We want to block tracking cookies to increase user privacy, in line with Mozilla’s broad goals. We need to watch for some potential negative effects, such as decreased revenue and the potential that we break certain sites, leading to unhappier users, decreased engagement and increased churn.

On December 17, we launched an experiment dividing 1.1% of eligible Firefox users into three branches:

The third branch, Cohort_3, went beyond what we would expect to deliver to users. This aggressive move was designed to cause user-noticeable breakage so that we could discover whether our experimental methods are sensitive enough to detect this level of user-noticeable breakage.

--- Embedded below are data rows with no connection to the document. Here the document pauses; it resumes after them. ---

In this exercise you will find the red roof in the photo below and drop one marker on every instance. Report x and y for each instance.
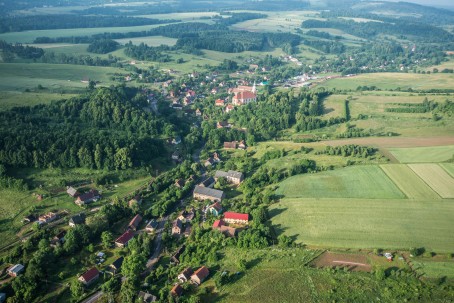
(218, 223)
(236, 216)
(90, 274)
(124, 238)
(135, 221)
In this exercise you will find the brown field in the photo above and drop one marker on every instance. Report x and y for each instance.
(354, 262)
(436, 177)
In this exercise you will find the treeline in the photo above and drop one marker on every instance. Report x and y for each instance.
(9, 51)
(39, 22)
(105, 130)
(418, 31)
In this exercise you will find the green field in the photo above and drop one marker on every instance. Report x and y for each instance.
(367, 223)
(409, 182)
(431, 154)
(366, 182)
(393, 81)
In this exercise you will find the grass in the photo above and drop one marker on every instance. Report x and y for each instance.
(436, 177)
(432, 154)
(366, 182)
(366, 223)
(388, 81)
(409, 182)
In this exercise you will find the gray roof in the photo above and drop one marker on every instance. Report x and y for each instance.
(209, 192)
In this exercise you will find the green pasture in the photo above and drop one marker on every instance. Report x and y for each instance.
(358, 182)
(393, 81)
(432, 154)
(367, 223)
(409, 182)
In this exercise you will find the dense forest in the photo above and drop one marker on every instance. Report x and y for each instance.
(105, 129)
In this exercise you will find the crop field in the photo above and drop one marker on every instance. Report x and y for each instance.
(436, 177)
(360, 182)
(409, 183)
(393, 81)
(367, 223)
(431, 154)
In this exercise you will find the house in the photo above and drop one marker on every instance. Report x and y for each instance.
(231, 176)
(135, 222)
(116, 265)
(176, 256)
(229, 108)
(92, 196)
(209, 182)
(72, 192)
(206, 193)
(15, 270)
(151, 226)
(230, 145)
(177, 290)
(215, 209)
(177, 227)
(179, 183)
(89, 276)
(231, 217)
(200, 275)
(137, 199)
(49, 217)
(185, 275)
(78, 219)
(146, 297)
(58, 239)
(123, 240)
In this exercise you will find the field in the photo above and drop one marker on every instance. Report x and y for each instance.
(367, 223)
(393, 81)
(359, 182)
(409, 182)
(431, 154)
(436, 177)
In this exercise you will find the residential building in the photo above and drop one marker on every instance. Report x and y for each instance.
(206, 193)
(200, 275)
(236, 218)
(232, 176)
(89, 277)
(78, 219)
(15, 270)
(123, 240)
(185, 275)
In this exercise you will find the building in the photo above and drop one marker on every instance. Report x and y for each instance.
(116, 265)
(177, 227)
(72, 192)
(206, 193)
(123, 240)
(215, 209)
(236, 218)
(47, 218)
(200, 275)
(89, 277)
(209, 182)
(78, 219)
(232, 176)
(151, 226)
(185, 275)
(177, 290)
(87, 198)
(135, 222)
(15, 270)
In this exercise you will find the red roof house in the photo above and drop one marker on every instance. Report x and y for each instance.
(123, 240)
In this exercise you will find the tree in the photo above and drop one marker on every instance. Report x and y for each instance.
(106, 239)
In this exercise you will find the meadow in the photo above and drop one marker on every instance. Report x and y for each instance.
(356, 182)
(366, 223)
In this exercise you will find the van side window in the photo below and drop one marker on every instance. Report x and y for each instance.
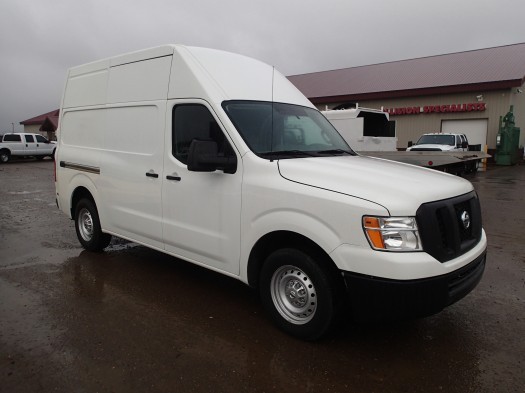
(194, 121)
(41, 139)
(12, 138)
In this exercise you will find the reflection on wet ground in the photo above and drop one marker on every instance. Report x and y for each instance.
(133, 319)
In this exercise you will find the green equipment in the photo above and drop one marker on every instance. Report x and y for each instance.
(507, 140)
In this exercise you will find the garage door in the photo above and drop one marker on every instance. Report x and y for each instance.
(475, 130)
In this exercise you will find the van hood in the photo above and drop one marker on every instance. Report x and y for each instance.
(398, 187)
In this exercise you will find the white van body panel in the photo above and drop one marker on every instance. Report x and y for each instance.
(366, 172)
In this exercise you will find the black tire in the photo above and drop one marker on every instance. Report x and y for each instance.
(301, 294)
(87, 226)
(4, 156)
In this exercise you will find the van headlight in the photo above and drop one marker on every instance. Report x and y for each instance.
(392, 233)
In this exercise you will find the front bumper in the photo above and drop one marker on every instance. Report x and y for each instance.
(374, 298)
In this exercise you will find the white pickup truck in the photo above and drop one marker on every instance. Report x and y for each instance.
(440, 142)
(25, 145)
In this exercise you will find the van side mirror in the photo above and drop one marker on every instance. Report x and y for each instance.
(203, 156)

Figs 1 and 2 show what happened to clients between 1 and 2 weeks after enrollment.

Figure 1

For each point on Fig 1, the y coordinate of the point gives the fraction of users in the branch who had >x active hours that week. “Active hours” refers to the amount of time that the user was interacting with the browser (clicking, scrolling, etc). So in all three branches, roughly 70% of users had at least some activity in this time period (at x=0, y is roughly 0.7). Looking at x=5, fewer than 20% of users in each branch had more than 5 hours of activity.

In Fig 1 it’s hard to see the difference between branches, so in Fig 2 we plot the “uplift” of each cohort vs the control, Cohort_1. The “uplift” is the ratio of y values in Fig 1, minus 1: if the uplift is zero then there is no change, if it is positive then more users have >x active hours. We shade the 90% probability bands around each of these uplifts.

Figure 2

In Figure 2, for Cohort_3 (all third party cookies blocked) the entire band is well away from zero uplift: there is a significant difference between Cohort_3 and the control. It looks like we had around 1% fewer active users in Cohort_3, and between 2% and 5% fewer users who were active for over 10 hours. There is little ambiguity here: Cohort_3 was worse for user engagement and retention than the control. This gives us confidence in our ability to detect disasters using these techniques.

Since the impact on users was much larger than we had anticipated, Cohort_3 was terminated shortly after these graphs were generated, and the affected users were returned to the default settings.

Through the remainder of the experiment, we could not detect a significant difference in usage between Cohort_1 (the control) and Cohort_2 (ETP). For example, in each of the first five weeks after enrollment, the difference in active hours per user in Cohort_2 was within +/-2% of that for Cohort_1.